The Serious Fraud Office (SFO) has announced that four individuals are facing charges in connection with the collapse of Patisserie Valerie, a once-flourishing bakery chain that operated nearly 200 stores across the United Kingdom. This development comes after a lengthy investigation launched in October 2018, merely two days following the abrupt suspension of trading by the company, leading to the loss of over 900 jobs.
Among those charged is Christopher Marsh, who formerly served as the Chief Financial Officer of Patisserie Holdings, the parent company of Patisserie Valerie. The list of accused individuals also includes Christopher Marsh’s accountant wife, Louise, along with financial controller Pritesh Mistry and financial consultant Nileshkumar Lad.
The SFO has specified that the charges encompass a conspiracy to inflate the cash assets presented in Patisserie Holdings’ balance sheets and annual reports during the period spanning from 2015 to 2018. This was allegedly achieved through the provision of falsified documentation to the company’s auditors.

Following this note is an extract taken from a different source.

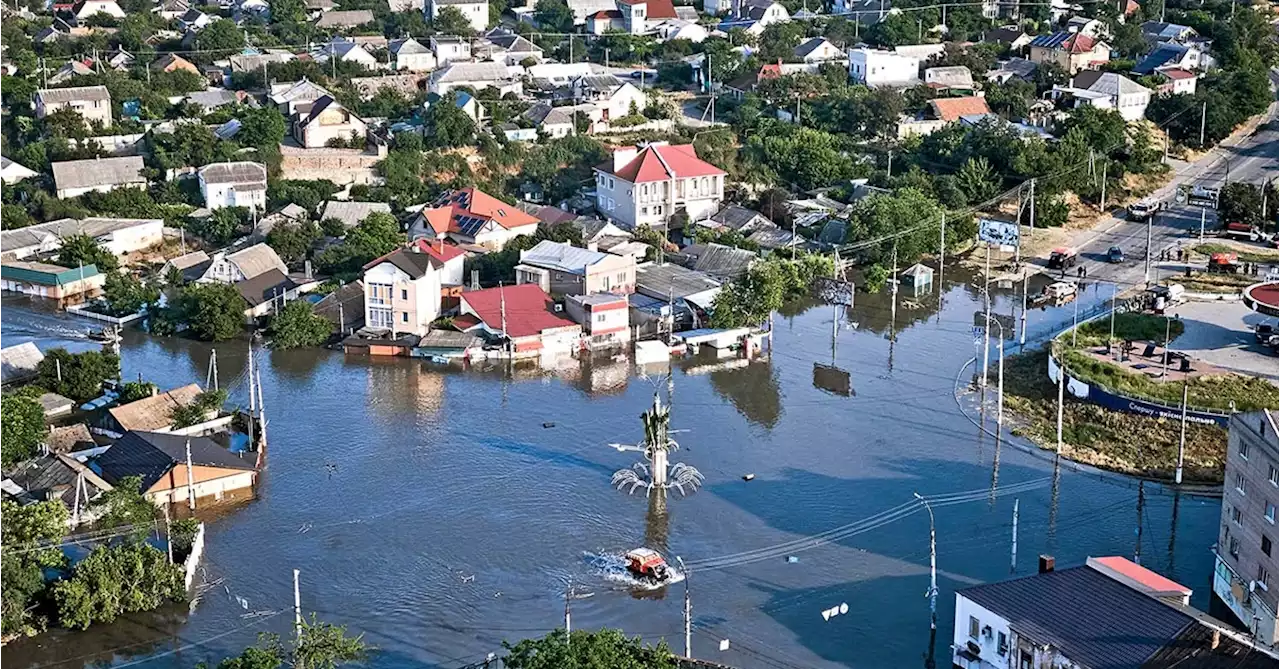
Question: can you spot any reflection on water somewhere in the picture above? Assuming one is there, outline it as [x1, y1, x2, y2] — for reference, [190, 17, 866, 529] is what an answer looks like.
[0, 273, 1225, 669]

The SFO’s statement further revealed that during this timeframe, Patisserie Valerie reported holding £28 million in accounts while concealing £10 million in debts from its investors and creditors.
The four suspects are scheduled to appear before Westminster Magistrates Court next month, where the charges will be formally presented.

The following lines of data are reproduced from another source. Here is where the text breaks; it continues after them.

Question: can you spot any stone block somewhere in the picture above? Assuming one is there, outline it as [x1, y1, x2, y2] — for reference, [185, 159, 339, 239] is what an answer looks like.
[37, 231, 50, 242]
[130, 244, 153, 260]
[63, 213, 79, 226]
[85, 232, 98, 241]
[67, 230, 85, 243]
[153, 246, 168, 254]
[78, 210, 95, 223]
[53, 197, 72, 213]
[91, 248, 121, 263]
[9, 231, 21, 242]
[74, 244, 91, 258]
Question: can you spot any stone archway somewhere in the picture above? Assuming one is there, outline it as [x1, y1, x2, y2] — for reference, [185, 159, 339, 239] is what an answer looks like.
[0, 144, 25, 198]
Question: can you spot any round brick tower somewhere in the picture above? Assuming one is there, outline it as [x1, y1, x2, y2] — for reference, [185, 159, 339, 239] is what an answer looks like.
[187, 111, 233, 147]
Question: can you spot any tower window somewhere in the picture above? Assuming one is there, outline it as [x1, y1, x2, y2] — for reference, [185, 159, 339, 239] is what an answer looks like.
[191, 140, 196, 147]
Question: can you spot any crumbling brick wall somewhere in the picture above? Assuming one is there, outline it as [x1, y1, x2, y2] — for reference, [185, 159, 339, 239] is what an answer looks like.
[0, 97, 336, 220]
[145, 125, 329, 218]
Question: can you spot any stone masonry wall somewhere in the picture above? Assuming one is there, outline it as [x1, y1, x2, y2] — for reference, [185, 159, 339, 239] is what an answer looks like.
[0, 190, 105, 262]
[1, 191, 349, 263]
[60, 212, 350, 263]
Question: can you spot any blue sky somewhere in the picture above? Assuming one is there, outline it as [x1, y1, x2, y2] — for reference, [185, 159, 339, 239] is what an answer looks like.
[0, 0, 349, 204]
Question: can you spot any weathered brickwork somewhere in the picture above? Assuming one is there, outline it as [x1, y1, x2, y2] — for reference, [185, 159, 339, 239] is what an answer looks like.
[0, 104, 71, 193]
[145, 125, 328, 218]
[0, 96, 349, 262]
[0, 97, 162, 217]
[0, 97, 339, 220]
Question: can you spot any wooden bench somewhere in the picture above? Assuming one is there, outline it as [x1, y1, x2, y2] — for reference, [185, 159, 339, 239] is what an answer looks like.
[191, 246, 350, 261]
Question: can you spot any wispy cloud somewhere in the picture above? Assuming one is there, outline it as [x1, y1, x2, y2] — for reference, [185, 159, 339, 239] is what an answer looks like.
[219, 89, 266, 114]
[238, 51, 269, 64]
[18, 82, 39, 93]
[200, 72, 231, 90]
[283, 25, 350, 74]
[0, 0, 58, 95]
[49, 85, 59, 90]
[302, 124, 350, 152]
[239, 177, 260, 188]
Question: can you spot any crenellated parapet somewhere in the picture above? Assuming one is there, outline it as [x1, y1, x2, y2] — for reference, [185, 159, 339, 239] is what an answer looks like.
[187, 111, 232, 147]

Lisa Osofsky, Director of the SFO, commented on the development, stating, “Patisserie Valerie’s abrupt collapse rocked our high streets – leaving boarded-up shops, devastating job losses, and significant investor losses in its wake. Today is a step forward in getting to the bottom of this scandal.”

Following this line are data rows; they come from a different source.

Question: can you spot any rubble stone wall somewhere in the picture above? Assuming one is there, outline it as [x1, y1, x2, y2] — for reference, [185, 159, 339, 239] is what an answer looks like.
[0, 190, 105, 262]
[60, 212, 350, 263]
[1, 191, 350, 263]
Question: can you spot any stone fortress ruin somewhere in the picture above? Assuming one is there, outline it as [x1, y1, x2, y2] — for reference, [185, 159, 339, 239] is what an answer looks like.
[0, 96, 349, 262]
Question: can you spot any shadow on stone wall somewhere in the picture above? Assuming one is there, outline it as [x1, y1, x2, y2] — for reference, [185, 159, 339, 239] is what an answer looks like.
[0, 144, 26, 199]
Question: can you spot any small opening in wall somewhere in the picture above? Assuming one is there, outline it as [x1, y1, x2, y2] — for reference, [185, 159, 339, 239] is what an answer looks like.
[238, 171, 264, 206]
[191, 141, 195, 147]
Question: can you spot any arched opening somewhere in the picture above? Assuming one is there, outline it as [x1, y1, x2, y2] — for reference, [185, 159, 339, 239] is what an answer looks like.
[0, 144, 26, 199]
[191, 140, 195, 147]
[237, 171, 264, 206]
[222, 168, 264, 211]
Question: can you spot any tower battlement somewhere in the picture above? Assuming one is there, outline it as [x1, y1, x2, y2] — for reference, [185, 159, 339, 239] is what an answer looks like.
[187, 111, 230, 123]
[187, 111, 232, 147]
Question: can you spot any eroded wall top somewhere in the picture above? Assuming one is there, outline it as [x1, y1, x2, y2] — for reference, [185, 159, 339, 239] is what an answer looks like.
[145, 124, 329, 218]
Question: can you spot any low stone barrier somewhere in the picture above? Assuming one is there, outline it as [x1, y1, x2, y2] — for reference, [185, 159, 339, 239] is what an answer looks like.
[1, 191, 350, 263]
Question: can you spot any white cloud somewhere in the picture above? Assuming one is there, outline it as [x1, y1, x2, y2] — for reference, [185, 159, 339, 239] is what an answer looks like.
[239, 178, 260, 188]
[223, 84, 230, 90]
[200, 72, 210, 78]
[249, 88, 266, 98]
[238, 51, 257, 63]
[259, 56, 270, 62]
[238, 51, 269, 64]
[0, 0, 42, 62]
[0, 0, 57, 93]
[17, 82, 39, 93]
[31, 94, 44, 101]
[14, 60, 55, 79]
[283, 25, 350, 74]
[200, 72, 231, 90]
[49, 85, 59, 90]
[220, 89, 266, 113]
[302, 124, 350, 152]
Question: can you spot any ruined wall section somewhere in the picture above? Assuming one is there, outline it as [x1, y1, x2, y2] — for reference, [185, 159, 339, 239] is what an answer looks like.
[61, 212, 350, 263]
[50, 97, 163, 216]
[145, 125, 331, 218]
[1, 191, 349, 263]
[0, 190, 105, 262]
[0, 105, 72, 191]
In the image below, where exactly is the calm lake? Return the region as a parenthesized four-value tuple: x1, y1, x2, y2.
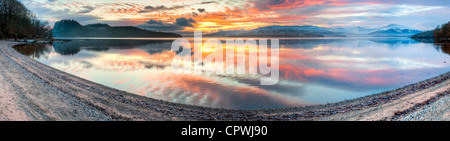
(13, 37, 450, 109)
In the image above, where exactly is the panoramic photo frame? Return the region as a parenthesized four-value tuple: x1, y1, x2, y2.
(0, 0, 449, 138)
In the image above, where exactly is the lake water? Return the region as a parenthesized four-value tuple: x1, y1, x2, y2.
(13, 37, 450, 109)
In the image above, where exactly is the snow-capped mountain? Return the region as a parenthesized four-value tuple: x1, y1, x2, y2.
(369, 24, 422, 35)
(376, 24, 417, 31)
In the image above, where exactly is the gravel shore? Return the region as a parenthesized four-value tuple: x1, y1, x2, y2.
(1, 41, 449, 121)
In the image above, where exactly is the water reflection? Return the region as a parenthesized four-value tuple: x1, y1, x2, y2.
(52, 39, 175, 55)
(13, 44, 52, 59)
(434, 41, 450, 56)
(13, 38, 450, 109)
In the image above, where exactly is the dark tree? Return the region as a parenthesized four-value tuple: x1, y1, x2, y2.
(0, 0, 51, 39)
(412, 21, 450, 41)
(433, 21, 450, 40)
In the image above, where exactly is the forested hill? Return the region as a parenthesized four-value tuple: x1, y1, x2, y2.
(433, 21, 450, 40)
(0, 0, 51, 39)
(412, 21, 450, 40)
(52, 20, 181, 38)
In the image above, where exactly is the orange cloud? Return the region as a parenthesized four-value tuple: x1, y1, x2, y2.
(192, 7, 308, 32)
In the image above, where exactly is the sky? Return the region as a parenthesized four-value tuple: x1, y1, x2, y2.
(21, 0, 450, 34)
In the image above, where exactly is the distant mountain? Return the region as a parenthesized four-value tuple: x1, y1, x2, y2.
(204, 30, 248, 37)
(52, 20, 181, 38)
(254, 25, 333, 34)
(369, 24, 422, 35)
(329, 26, 376, 34)
(233, 26, 327, 37)
(206, 24, 421, 37)
(206, 25, 346, 37)
(330, 24, 422, 36)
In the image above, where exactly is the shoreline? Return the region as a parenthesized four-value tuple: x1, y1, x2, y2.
(1, 40, 449, 121)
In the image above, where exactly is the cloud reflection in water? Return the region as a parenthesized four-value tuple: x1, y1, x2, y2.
(15, 38, 450, 109)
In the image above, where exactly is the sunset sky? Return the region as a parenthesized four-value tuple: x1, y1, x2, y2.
(22, 0, 450, 34)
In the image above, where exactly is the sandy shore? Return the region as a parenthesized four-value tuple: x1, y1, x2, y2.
(1, 41, 449, 121)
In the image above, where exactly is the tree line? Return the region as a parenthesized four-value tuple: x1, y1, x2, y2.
(433, 21, 450, 39)
(412, 21, 450, 40)
(0, 0, 51, 40)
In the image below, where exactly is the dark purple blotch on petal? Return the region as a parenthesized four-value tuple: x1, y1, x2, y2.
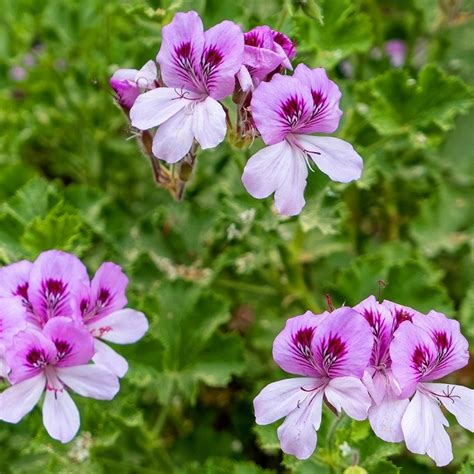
(320, 334, 347, 374)
(54, 339, 72, 362)
(26, 348, 49, 369)
(280, 95, 307, 127)
(412, 344, 432, 376)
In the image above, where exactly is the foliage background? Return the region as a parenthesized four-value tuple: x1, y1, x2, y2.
(0, 0, 473, 472)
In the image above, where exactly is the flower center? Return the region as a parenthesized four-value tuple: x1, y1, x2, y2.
(26, 348, 49, 369)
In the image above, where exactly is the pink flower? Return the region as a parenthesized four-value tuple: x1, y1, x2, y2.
(76, 263, 149, 378)
(110, 60, 158, 110)
(390, 310, 473, 466)
(242, 64, 363, 216)
(0, 297, 27, 377)
(253, 308, 373, 459)
(0, 317, 119, 443)
(384, 40, 406, 68)
(130, 11, 244, 163)
(237, 26, 295, 91)
(354, 297, 421, 442)
(25, 250, 90, 327)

It is important to note that this criminal case runs separately from broader investigations into the factors contributing to the downfall of the company. In 2021, the accountancy firm Grant Thornton faced a fine of £2.34 million from the accounting watchdog following a Financial Reporting Council’s conduct inquiry. The inquiry had also revealed a “serious lack of competence” in Grant Thornton’s audits of the cake chain.